Nephritic syndrome is a clinical syndrome that includes:
- Haematuria with dysmorphic RBCs
- Oliguria and azotaemia
- Proteinuria – less than 3.5g per day
Common for all conditions that cause nephritic syndrome is that there is a proliferation of cells within the glomeruli, often with inflammatory leukocytic infiltrate. The inflammatory reaction injures the capillary walls, which allows blood to pass into the filtrate. The inflammation also decreases the GFR, which is what causes the oliguria and azotaemia. Hypertension occurs due to fluid retention and increased renin release from the kidneys.
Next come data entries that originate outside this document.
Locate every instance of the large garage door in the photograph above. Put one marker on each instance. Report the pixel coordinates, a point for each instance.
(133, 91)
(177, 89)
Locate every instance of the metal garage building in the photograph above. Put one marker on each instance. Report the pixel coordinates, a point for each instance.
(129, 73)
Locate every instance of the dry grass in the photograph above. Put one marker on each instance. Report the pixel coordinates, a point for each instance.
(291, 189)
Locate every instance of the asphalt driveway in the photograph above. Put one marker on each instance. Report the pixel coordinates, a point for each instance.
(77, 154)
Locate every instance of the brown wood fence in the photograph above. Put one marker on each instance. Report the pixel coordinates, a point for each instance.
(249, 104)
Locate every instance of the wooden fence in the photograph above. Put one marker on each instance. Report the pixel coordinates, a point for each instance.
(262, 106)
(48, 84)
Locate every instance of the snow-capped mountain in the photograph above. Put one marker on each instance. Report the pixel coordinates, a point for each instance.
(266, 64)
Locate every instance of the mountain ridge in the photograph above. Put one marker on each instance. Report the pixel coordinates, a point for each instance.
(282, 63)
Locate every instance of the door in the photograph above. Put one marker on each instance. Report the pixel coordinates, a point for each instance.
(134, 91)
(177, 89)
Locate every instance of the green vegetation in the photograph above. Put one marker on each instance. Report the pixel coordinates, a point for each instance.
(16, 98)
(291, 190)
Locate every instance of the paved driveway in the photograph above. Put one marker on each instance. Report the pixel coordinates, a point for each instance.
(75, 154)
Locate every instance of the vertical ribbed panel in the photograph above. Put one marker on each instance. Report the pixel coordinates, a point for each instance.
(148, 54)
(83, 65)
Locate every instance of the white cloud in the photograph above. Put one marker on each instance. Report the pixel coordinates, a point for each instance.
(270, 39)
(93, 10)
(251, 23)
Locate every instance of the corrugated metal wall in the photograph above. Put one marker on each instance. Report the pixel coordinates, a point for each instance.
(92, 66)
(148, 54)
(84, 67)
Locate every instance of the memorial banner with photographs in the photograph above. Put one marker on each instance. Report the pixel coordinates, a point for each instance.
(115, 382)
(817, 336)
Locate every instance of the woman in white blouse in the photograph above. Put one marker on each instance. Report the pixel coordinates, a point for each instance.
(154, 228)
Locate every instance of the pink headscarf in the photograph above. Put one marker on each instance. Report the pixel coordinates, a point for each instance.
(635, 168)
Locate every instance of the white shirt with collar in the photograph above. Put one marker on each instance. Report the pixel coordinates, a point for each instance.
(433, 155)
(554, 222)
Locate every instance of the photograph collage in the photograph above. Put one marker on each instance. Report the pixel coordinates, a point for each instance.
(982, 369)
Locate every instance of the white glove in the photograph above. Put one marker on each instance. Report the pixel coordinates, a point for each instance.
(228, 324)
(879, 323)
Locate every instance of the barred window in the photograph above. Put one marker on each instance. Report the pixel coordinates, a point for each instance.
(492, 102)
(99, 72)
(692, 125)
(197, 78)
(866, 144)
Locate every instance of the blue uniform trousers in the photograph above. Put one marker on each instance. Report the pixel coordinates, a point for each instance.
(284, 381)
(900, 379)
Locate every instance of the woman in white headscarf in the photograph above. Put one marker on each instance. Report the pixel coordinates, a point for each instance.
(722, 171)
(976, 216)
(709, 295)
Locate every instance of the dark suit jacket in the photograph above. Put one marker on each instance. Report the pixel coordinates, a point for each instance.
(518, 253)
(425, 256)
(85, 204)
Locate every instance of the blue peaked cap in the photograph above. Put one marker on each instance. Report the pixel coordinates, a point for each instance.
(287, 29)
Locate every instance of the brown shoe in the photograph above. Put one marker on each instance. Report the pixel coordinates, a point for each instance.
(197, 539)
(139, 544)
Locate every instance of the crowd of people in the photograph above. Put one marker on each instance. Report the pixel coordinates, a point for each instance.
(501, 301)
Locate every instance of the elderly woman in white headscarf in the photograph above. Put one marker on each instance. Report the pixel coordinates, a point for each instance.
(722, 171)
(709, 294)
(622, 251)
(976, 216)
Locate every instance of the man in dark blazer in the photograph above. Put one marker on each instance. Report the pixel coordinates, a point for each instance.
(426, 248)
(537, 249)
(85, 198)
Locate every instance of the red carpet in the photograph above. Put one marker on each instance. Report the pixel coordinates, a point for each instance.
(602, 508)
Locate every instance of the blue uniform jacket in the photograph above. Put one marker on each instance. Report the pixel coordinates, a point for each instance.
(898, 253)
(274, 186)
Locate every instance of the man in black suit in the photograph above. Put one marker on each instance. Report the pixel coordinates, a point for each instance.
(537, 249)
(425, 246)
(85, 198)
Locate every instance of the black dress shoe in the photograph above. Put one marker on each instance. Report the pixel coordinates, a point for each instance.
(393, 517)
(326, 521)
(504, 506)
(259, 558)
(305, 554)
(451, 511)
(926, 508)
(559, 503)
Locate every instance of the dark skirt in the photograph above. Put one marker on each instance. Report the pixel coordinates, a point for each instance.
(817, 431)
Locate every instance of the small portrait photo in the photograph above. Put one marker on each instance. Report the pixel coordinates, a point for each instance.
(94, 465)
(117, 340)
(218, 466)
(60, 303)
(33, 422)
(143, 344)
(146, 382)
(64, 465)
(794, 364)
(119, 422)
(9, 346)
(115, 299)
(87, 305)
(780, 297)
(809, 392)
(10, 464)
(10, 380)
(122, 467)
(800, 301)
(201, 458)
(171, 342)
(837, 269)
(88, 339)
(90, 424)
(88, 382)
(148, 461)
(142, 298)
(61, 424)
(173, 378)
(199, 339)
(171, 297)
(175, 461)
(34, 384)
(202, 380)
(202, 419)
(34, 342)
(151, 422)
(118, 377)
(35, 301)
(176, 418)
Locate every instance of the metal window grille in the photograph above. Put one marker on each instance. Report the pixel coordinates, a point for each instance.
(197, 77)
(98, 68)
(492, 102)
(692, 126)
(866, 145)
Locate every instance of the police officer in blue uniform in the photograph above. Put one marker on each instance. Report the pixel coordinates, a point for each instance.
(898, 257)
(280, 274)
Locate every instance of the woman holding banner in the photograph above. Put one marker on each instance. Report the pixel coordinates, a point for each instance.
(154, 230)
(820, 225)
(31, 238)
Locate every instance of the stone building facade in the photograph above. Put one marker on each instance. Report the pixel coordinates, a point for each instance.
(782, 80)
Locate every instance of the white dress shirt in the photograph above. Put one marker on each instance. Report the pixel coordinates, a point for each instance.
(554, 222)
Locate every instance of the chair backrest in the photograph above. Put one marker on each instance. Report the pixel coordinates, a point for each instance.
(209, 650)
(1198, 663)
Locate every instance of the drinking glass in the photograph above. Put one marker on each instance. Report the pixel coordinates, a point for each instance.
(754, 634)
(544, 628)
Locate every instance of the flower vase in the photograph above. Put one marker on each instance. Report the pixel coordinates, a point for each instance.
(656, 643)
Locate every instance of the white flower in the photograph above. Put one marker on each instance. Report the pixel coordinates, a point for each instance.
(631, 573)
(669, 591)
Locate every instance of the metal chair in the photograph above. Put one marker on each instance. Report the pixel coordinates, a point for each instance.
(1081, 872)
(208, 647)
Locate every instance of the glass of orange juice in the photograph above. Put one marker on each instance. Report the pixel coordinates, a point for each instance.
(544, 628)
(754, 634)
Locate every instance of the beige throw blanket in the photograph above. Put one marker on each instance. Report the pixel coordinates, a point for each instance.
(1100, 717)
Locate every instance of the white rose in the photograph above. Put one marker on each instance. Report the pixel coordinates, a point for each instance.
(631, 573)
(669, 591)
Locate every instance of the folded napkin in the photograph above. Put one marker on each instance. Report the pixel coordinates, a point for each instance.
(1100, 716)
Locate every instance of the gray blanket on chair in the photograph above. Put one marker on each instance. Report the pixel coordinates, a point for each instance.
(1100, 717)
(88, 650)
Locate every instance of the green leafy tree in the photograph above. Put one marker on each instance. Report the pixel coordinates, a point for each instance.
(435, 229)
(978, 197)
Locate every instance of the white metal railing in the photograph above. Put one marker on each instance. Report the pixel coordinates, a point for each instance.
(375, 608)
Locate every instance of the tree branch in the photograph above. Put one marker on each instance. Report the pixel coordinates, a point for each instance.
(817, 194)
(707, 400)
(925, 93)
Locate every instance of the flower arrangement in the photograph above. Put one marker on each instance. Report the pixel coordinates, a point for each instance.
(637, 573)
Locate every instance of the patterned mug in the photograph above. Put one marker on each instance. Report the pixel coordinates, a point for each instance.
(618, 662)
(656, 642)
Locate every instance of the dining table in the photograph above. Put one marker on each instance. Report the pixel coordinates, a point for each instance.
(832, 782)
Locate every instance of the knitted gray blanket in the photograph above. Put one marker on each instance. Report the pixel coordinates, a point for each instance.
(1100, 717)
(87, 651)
Several disorders can cause nephritic syndrome:
- Poststreptococcal glomerulonephritis
- IgA nephropathy (Berger’s disease)
- Granulomatosis with polyangiitis (Wegener’s)
- Rapidly progressive glomerulonephritis
- Henoch-Schönlein purpura
- Alport syndrome
Also called PSGN, this condition refers to acute glomerular inflammation that results from a preceding infection with “nephritogenic” group A β-haemolytic streptococci. The bacterium is considered nephritogenic if it carries the virulence factor “M protein”. PSGN mostly occurs in children between 6 and 10.
It follows after the patient recovers from a pharyngeal infection or skin infection called impetigo caused by that bacterium. These infections themselves are usually mild and spontaneously resolve themselves. 1-4 weeks after the infections have cleared and the patient has recovered is when PSGN may occur.
It’s an immune complex-mediated disease. Antibodies bind streptococcal antigens in the circulation (or in situ). The resulting immune complexes deposit in the glomerulus and cause tissue injury, mostly by activating the complement system.
Under light microscopy the glomeruli are enlarged and hypercellular. Electron microscopy shows subepithelial deposits in the glomerular basement membrane. These deposits produce “humps”, a morphology that is characteristic for PSGN. Under immunofluorescence there are granular deposits of IgG and complement in the capillary walls.
It usually presents in children with abrupt development of fever, nausea, oliguria and haematuria. The latter is usually seen as cola-coloured urine. Lab tests show increased levels of antibodies against streptococcus, and decreased level of complement factors.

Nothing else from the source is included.